Laine paused, the kiss of candlelight through the trees making rhetorical questions sink deeper into her heart than they should. She bounced back a smile that wouldn't be questioned, no matter what was silently fracturing her on the inside. "I'm defenseless with this view."
"You and me both. I remember the first time I saw it, and it felt the same." Merlot lips spreading a soft smile across her profile, Ellie hooked her elbow around Laine's and leaned into her shoulder. "I just realized ... this is the last time we'll be together before I step through that door and become a Mrs. too. Any final advice?"

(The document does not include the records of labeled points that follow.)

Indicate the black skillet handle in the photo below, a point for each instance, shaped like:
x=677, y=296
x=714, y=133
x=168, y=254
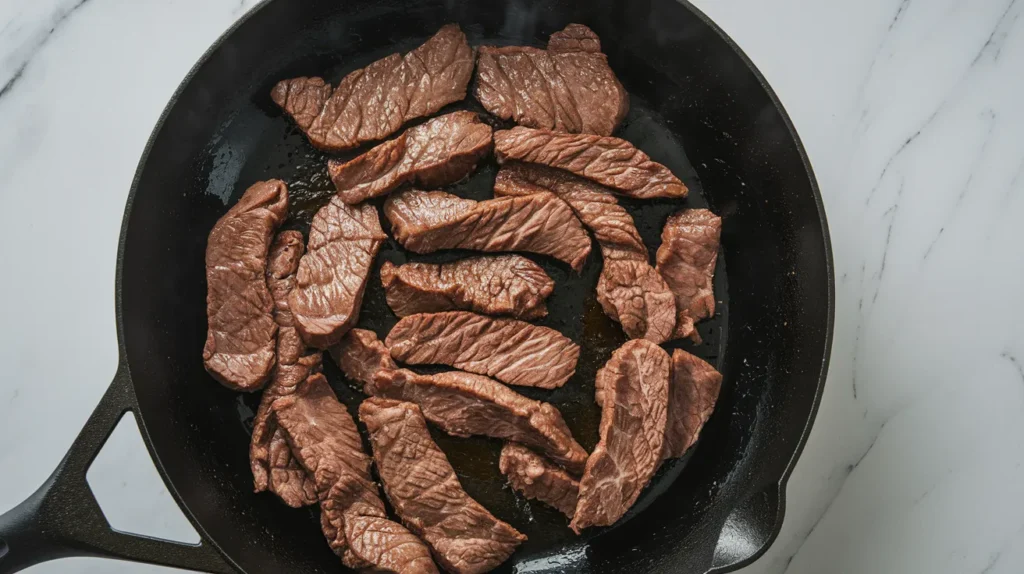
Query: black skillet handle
x=62, y=519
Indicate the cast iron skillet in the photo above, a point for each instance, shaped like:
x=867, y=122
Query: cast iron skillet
x=698, y=105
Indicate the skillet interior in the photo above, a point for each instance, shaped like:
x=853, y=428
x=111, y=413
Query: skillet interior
x=691, y=95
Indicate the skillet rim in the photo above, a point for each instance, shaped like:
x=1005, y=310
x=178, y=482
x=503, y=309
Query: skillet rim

Laine accepted a wedding in France, though beautiful, for what it was: an escape from the life crumbling back home.
Now was not the time to share her brand of advice. Or brutal honesty. The story of a broken marriage and uncertain future would have to wait its turn. Maybe she could come clean when Ellie and Quinn returned from their honeymoon. Or in the spring, when life had settled down. By then, Laine and Cassie would be back home — in a new home.
She could face the truth when it felt safe to pick up the pieces and start again.
It was a battle, but Laine shoved the ache away. She held on to her smile with everything she possessed and stood back, marveling as Ellie dropped her train — satin and lace absorbing the glow of light from the chapel door. They paused together, the snow drifting in a dance around them.
"Live every moment," Laine whispered into the twilight. "That's what you said to me when I walked down the aisle, remember? I gift it back to you. Fix every second of this night in your heart. Protect it, and visit it often."
"Live every moment. Yes." Ellie half laughed, then paused and cast her gaze off in the distance. She creased her brow. Deep. Like she was lost somewhere else for a breath.
Funny, she always did that just before she ...
"Oh — no tears!"
Laine rushed forward a step and dotted impending tears with her gloved pinkie before Ellie could ruin her wedding photos with mascara tracks. "I'm so sorry. What did I say?"
"Nothing!" Ellie blinked, turning her face up to the night air as Laine continued patting and fanning. "It's nothing. I'm just so glad you're here, that's all. With everything moving so fast and getting married without Grandma Vi ... It's a lot to manage on my own."
"Well you're not on your own. You have Quinn. You have me and Cassie — that little flower girl in there who loves her honorary Auntie Ellie more than anything. And there's a chapel full of guests who are probably wondering where in the world we are. All that love makes me sure Grandma Vi's watching over you right this minute. So no tears, darling. At least not until after Quinn sees you, heels and mascara intact."
"You're right. No tears now. Not even the happy ones." Ellie inhaled deep, then let it out in a fog of frozen breath.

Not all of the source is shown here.